- Asistec Agentic RAG Chatbot Backend Documentation
This document provides detailed information and guidance for the Asistec Agentic RAG Chatbot Backend. It covers the system's architecture, technology stack, setup instructions, API reference, and information on document indexing.
The Asistec RAG Chatbot Backend is a high-performance system designed to allow users to query a collection of technical and regulatory PDF documents using natural language. Leveraging cutting-edge AI models and an agentic workflow, it retrieves relevant information from the document corpus and generates accurate, contextually relevant responses.
The system is provided as a scalable and modular API backend, intended for integration with various frontend applications (such as the provided sample frontend).
- Natural Language Querying: Users can ask complex questions about technical documents and regulations in natural language.
- Retrieval-Augmented Generation (RAG): Combines powerful language models with a dedicated knowledge base (indexed PDFs) for grounded responses.
- Agentic Workflow: Implements a sophisticated process to determine if retrieval is needed, perform searches, evaluate document relevance, potentially rewrite queries for better results, and synthesize final answers.
- Scalable Vector Store: Uses Pinecone for efficient semantic search over indexed document chunks.
- Persistent Chat History: Stores user conversations and messages using SQLModel with a PostgreSQL (Supabase) database.
- Mem0 Integration: Allows for storing and retrieving user-specific long-term memories or preferences.
- Asynchronous Document Indexing: Handles the processing and indexing of large PDF files in the background via a dedicated API endpoint with status tracking.
- Modular API: Designed as a RESTful API using FastAPI for easy integration.
The backend is built using the following key technologies:
- Python: The primary programming language.
- FastAPI: A modern, fast (high-performance) web framework for building the API.
- SQLModel: A library for interacting with relational databases, combining the power of SQLAlchemy with the convenience of Pydantic.

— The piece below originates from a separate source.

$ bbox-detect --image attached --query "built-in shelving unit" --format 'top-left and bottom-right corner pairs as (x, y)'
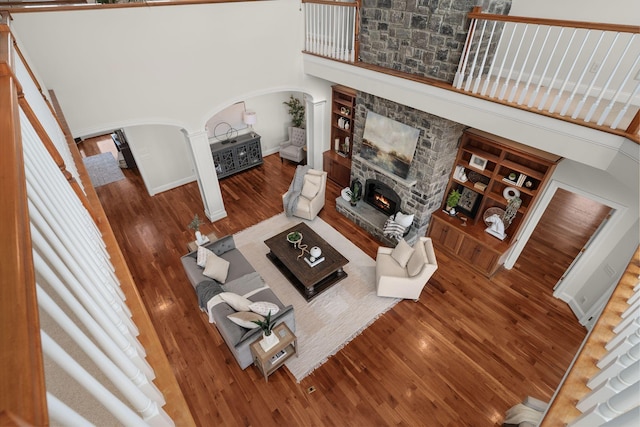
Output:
(323, 85), (356, 187)
(428, 129), (560, 276)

- PostgreSQL (Supabase): Relational database for storing user data, chat threads, messages, and upload job statuses.
- Pinecone: A managed vector database service used to store and perform similarity search on document embeddings.
- OpenAI API: Provides the text embedding models.
- Google API: Provides the Large Language Models (LLMs) for core RAG response generation, summarization, document grading, title generation and query rewriting.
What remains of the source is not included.